C. Gordon Bell

Researcher Emeritus, Microsoft and 2003 CHM Fellow

For his key role in the minicomputer revolution, and for contributions as a computer architect and entrepreneur

"Every big computing disaster comes from taking too many ideas and putting them in one place."

— C. Gordon Bell

Gordon Bell is a Researcher Emeritus at Microsoft working on lifelogging. He spent 23 years at Digital Equipment Corporation as vice president of R&D; while there, he was responsible for the first mini- and timesharing computers and led the development of DEC's highly-successful VAX architecture. From 1966-1972 he was a professor of Computer Science and Electrical Engineering at Carnegie-Mellon University. With Ken Olsen, DEC CEO, and Gwen Bell, he founded the Digital Computer Museum in Marlborough, MA (1979); becoming The Computer Museum, Boston, MA (1984); and The Computer Museum History Center, Mountain View, CA (1999, prior to the Computer History Museum (2000).

Bell was involved in designing many products at Digital, and startup companies, and has been an investor/advisor/board member to over 100 startups. As the first assistant director for computing at the National Science Foundation (NSF), he led the National Research Network panel that became the NII/GII, and was an author of the High Performance Computer and Communications Initiative. He posited Bell's Law of Computer Classes (1972-2008) accounting for the new kinds of computers (e.g. mainframes, personal computers, etc.) that come into existence roughly every decade.
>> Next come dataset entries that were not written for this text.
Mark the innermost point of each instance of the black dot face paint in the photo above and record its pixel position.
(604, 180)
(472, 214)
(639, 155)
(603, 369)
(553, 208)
Bell is also the author of several books and papers on computing, entrepreneurship, and lifelogging. He is a fellow of the Association of Computing Machinery, IEEE, National Academy of Engineering, National Academy of Sciences, the American Academy of Arts and Sciences, and the Australian Technological Sciences and Engineering. In 1991, Bell received the National Medal of Technology from President George H.W. Bush.